I recognize trying to match capacity to demand (and equipment availability) on each day of a schedule, but it seems rather excessive to have 38 different flight listings for a route that, essentially, has 4 flights per day.
jsnww81 From United States of America, joined Jan 2002, 1991 posts, RR: 15
Reply 1, posted (1 year 7 months 3 weeks 1 day 18 hours ago) and read 6539 times:
Quoting homSar (Thread starter): I recognize trying to match capacity to demand (and equipment availability) on each day of a schedule, but it seems rather excessive to have 38 different flight listings for a route that, essentially, has 4 flights per day.
Don't even get me started with the SFO-ORD page.
You mean SFO-ORD page(s) - last time I checked there were several pages for each hub-to-hub listing, all of them barely comprehensible.
As a timetable aficionado I was pretty bummed ten years ago when printed schedules vanished. PDF schedules were better than nothing, but now the US airlines have found a way to ruin even this small pleasure. There are so many equipment swaps, daily exceptions and irregularities nowadays that I get a headache when I look at a PDF timetable. It's good business practice for the airlines, no doubt about that - but yet another nice thing about the industry that's gone. I sometimes wonder if they have a full-time employee who sits around dreaming up ways to make aviation enthusiasts unhappy. Evolve or perish, I guess!
ikramerica From United States of America, joined May 2005, 21413 posts, RR: 60
Reply 2, posted (1 year 7 months 3 weeks 1 day 17 hours ago) and read 6437 times:
Lax-yvr first flight of the day was the same way last time I checked. We took that for our honeymoon and checking on time performance was useless because times kept changing, flight numbers too, from day to day.
Of all the things to worry about... the Wookie has no pants.
This isn't independent of UA. DL's schedules are the same way.
Take ATL-AGS for example. There are about 26 different flight listings for the month of September. All due to variations in times for the same flight number on different days. Some flights operating only on certain days, etc.
Let's not even get into stations like TYS, GSP, or HPN that has 9E and EV on the route. Ex. HPN: 29 (to ATL alone).

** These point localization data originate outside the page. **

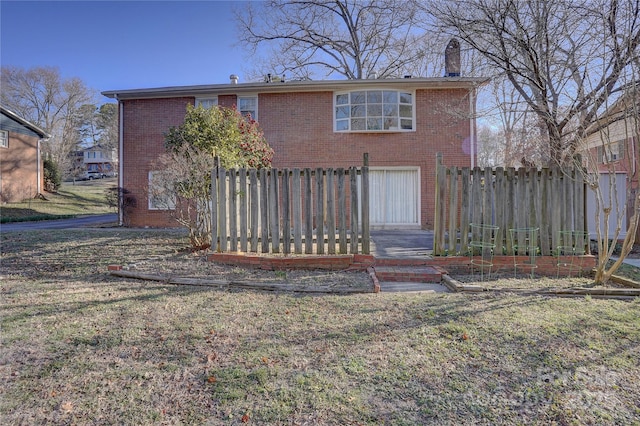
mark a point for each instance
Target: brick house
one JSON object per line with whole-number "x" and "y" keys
{"x": 611, "y": 149}
{"x": 21, "y": 171}
{"x": 400, "y": 123}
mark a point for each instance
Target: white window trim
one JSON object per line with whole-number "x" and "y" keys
{"x": 4, "y": 139}
{"x": 213, "y": 100}
{"x": 398, "y": 130}
{"x": 249, "y": 96}
{"x": 171, "y": 204}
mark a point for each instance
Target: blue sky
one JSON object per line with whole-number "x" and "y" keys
{"x": 125, "y": 44}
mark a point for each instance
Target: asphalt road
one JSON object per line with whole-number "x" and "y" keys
{"x": 78, "y": 222}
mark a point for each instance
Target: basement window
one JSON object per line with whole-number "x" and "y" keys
{"x": 374, "y": 111}
{"x": 161, "y": 191}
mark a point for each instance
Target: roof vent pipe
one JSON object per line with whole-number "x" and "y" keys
{"x": 452, "y": 59}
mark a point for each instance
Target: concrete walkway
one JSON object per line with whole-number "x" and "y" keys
{"x": 401, "y": 243}
{"x": 404, "y": 244}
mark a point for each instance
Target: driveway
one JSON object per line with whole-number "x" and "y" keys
{"x": 77, "y": 222}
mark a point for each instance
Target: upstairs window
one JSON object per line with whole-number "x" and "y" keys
{"x": 207, "y": 102}
{"x": 248, "y": 106}
{"x": 374, "y": 111}
{"x": 611, "y": 152}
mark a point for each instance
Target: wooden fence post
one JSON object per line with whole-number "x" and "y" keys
{"x": 366, "y": 235}
{"x": 342, "y": 212}
{"x": 355, "y": 233}
{"x": 274, "y": 214}
{"x": 308, "y": 229}
{"x": 215, "y": 240}
{"x": 319, "y": 211}
{"x": 255, "y": 208}
{"x": 331, "y": 213}
{"x": 286, "y": 212}
{"x": 222, "y": 208}
{"x": 438, "y": 217}
{"x": 243, "y": 209}
{"x": 264, "y": 211}
{"x": 297, "y": 211}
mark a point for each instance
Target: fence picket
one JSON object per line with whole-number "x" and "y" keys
{"x": 297, "y": 211}
{"x": 242, "y": 173}
{"x": 551, "y": 200}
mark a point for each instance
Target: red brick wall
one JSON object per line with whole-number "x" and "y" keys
{"x": 145, "y": 122}
{"x": 299, "y": 127}
{"x": 19, "y": 168}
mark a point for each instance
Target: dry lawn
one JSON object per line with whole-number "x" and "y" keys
{"x": 82, "y": 347}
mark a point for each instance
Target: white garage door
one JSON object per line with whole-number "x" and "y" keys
{"x": 394, "y": 198}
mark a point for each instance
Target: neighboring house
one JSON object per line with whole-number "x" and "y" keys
{"x": 612, "y": 150}
{"x": 100, "y": 159}
{"x": 400, "y": 123}
{"x": 21, "y": 174}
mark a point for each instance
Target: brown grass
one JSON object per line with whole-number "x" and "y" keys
{"x": 82, "y": 347}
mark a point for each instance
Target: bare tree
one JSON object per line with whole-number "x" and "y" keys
{"x": 351, "y": 38}
{"x": 564, "y": 58}
{"x": 43, "y": 97}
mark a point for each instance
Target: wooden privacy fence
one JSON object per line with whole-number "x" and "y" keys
{"x": 510, "y": 200}
{"x": 311, "y": 211}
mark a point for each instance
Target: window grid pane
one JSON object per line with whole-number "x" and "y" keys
{"x": 374, "y": 110}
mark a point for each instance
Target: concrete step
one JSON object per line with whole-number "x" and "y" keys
{"x": 416, "y": 274}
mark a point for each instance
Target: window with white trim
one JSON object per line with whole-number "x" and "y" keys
{"x": 207, "y": 102}
{"x": 613, "y": 151}
{"x": 161, "y": 193}
{"x": 4, "y": 139}
{"x": 374, "y": 111}
{"x": 248, "y": 106}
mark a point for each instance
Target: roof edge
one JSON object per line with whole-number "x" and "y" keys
{"x": 16, "y": 117}
{"x": 296, "y": 86}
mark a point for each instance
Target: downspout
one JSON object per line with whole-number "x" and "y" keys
{"x": 40, "y": 165}
{"x": 120, "y": 165}
{"x": 39, "y": 168}
{"x": 472, "y": 126}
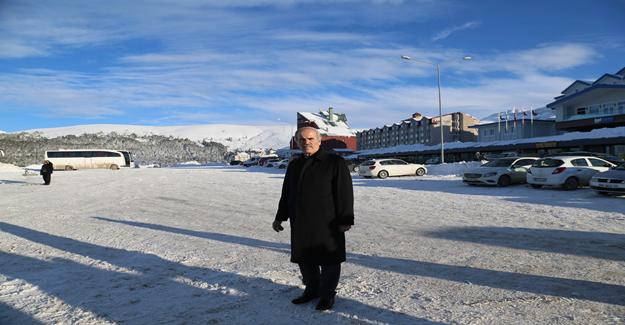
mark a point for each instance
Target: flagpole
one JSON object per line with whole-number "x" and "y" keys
{"x": 531, "y": 122}
{"x": 499, "y": 126}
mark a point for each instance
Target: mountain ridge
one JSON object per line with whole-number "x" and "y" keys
{"x": 233, "y": 136}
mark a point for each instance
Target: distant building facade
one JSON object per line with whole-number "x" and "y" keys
{"x": 420, "y": 130}
{"x": 584, "y": 105}
{"x": 512, "y": 130}
{"x": 335, "y": 132}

N62NA From United States of America, joined Aug 2003, 4250 posts, RR: 6
Reply 5, posted (1 year 7 months 3 weeks 1 day 7 hours ago) and read 3017 times:
Quoting jsnww81 (Reply 1): As a timetable aficionado I was pretty bummed ten years ago when printed schedules vanished. PDF schedules were better than nothing, but now the US airlines have found a way to ruin even this small pleasure.

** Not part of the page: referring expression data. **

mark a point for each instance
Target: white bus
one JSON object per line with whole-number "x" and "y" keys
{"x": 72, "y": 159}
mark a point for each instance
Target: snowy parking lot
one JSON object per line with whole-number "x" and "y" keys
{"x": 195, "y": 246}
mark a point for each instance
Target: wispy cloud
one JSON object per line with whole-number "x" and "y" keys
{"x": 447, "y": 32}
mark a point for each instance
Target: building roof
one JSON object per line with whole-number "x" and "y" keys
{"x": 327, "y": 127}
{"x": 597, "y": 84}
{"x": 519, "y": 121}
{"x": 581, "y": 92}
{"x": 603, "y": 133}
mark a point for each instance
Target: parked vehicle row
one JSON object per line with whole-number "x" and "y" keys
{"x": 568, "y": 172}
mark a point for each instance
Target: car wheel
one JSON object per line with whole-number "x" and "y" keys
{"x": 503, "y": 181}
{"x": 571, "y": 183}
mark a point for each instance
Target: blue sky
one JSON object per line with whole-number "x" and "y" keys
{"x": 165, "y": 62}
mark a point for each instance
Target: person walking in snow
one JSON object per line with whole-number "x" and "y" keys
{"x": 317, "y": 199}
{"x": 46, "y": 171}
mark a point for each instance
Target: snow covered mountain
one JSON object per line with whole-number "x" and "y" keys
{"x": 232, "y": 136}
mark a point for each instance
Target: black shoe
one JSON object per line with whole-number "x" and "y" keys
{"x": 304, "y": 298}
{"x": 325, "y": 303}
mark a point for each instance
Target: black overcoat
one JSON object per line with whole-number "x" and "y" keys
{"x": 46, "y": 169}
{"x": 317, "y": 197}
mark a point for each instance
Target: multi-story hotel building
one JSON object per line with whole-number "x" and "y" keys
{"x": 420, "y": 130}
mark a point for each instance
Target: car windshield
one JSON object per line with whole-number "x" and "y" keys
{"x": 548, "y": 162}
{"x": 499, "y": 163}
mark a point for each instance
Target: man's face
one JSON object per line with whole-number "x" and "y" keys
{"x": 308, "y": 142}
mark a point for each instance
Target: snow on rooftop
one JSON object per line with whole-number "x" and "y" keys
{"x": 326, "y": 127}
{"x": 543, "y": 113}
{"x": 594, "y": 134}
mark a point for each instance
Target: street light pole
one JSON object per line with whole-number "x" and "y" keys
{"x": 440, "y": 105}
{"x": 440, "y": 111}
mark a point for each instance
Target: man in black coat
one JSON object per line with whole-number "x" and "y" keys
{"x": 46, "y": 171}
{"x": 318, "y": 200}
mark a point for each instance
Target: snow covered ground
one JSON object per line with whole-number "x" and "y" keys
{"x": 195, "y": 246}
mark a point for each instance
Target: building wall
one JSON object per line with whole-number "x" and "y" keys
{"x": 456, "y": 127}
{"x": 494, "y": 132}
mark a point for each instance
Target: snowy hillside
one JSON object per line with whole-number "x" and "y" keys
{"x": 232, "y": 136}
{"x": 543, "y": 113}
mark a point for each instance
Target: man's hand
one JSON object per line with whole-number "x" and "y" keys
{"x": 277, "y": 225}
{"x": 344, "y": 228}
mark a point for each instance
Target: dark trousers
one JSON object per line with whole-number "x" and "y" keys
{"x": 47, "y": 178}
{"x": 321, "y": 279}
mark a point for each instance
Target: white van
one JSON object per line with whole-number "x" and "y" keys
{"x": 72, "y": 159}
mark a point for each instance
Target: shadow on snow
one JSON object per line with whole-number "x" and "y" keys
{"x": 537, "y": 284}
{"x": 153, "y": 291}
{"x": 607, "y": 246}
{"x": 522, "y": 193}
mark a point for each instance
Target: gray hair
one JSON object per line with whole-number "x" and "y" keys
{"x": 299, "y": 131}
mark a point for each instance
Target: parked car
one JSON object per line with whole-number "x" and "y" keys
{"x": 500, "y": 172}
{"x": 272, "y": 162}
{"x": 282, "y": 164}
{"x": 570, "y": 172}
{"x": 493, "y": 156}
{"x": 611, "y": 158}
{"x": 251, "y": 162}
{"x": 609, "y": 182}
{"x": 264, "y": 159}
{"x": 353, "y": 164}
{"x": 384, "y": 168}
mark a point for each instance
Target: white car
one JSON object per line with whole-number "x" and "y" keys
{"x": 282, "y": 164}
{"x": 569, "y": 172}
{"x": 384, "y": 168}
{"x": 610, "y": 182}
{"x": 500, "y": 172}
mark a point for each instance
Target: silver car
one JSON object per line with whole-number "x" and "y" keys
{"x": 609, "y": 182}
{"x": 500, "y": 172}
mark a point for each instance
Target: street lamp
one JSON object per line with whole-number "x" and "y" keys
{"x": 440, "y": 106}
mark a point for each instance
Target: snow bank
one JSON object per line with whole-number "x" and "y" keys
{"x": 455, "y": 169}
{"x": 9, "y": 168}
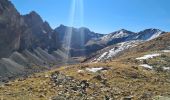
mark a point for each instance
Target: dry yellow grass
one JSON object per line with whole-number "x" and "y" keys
{"x": 124, "y": 79}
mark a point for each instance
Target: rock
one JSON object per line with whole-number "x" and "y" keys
{"x": 98, "y": 77}
{"x": 128, "y": 98}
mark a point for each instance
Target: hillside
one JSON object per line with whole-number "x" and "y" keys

Fortunately, the Star Alliance downloadable timetable is still somewhat "traditional" - I don't even bother downloading the ridiculous PDF schedules anymore.
ABQopsHP From United States of America, joined May 2006, 848 posts, RR: 3
Reply 6, posted (1 year 7 months 3 weeks 1 day 6 hours ago) and read 2783 times:
This is only my guess. But since the DOT requires airlines to show on-time performance stats on regular schedules.I am guessing they are making constant changes to the times or flight numbers, in order to keep historical data down to a minimum on any one given flight that may have constant on-time issues. Do I make sense? Not sure I put it in the right words but, Im guessing you guys get the idea.